Люцивар отбросил эти размышления, добравшись до эйрианского «лагеря» — огромного огороженного участка голой земли, на котором находились грубо сколоченные деревянные бараки, колодец и сточная канава. Он почти ничем не отличался от загонов для рабов в Террилле. Разумеется, было и более пристойное жилье, с удобной постелью и горячей водой — для тех, у кого еще остались золотые или серебряные марки, чтобы за него платить. Остальные же довольствовались спальными мешками да жесткой землей. Для большинства эйрианцев, живущих в этом «лагере», жизнь была сложной: они старались выглядеть презентабельно после долгих дней, проведенных в мучительном ожидании, надеждах, догадках. Даже здесь, среди представителей расы, для которой надменность была столь же естественной, как потребность дышать, он улавливал отзвуки усталости, вызванной недостатком еды и сна, а также переживаниями, от которых нервы, казалось, были натянуты так, что вот-вот лопнут от напряжения. В воздухе чувствовался и горький привкус отчаяния.
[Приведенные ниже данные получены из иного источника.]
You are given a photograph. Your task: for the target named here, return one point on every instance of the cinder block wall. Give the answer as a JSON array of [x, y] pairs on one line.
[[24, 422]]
Открыв ворота, Люцивар шагнул в «лагерь». Большинство женщин скрывались внутри бараков. Мужчины же собрались в небольшие группы у ворот. Некоторые бросали на него взгляд и предпочитали игнорировать. Некоторые, узнав гостя, напряженно замирали и поспешно отводили глаза, принципиально не обращая на него внимания — точно так же они не замечали мальчишку-бастарда, которым Люцивар так долго себя считал.

Но несколько мужчин двинулись прямо к нему, каждым жестом бросая вызов.

Люцивар одарил их ленивой, надменной ухмылкой, которая говорила о том, что он готов принять любую схватку, а затем повернулся спиной к сородичам и направился к Предводителю, который сосредоточенно наблюдал за двумя юнцами, сражающимися на посохах.

Один из мальчишек заметил гостя и тут же забыл о своем партнере. Второй поспешил воспользоваться преимуществом и угостил приятеля сильным ударом в живот.

— Огни Ада, мальчишка! — произнес Предводитель с таким раздражением, что Люцивар невольно усмехнулся. — Тебе повезло, что ты отделался лишь ударом в живот, а не раскроенным черепом! Ты утратил бдительность.

— Но… — начал было мальчишка, указывая рукой за спину Предводителя.

Предводитель напрягся, но не обернулся.

— Если начнешь беспокоиться о приближении человека, который до тебя еще не добрался, и утратишь бдительность, пока сражаешься с другим, то противник убьет тебя.

Затем он медленно обернулся, и его глаза удивленно расширились.

Ухмылка Люцивара стала более резкой и менее дружелюбной.

— Ты становишься слишком снисходительным, Халлевар. Мне ты добавлял к уже полученным синякам хорошую затрещину.

— А ты разве утрачиваешь бдительность в бою? — прорычал тот.

Люцивар только расхохотался в ответ.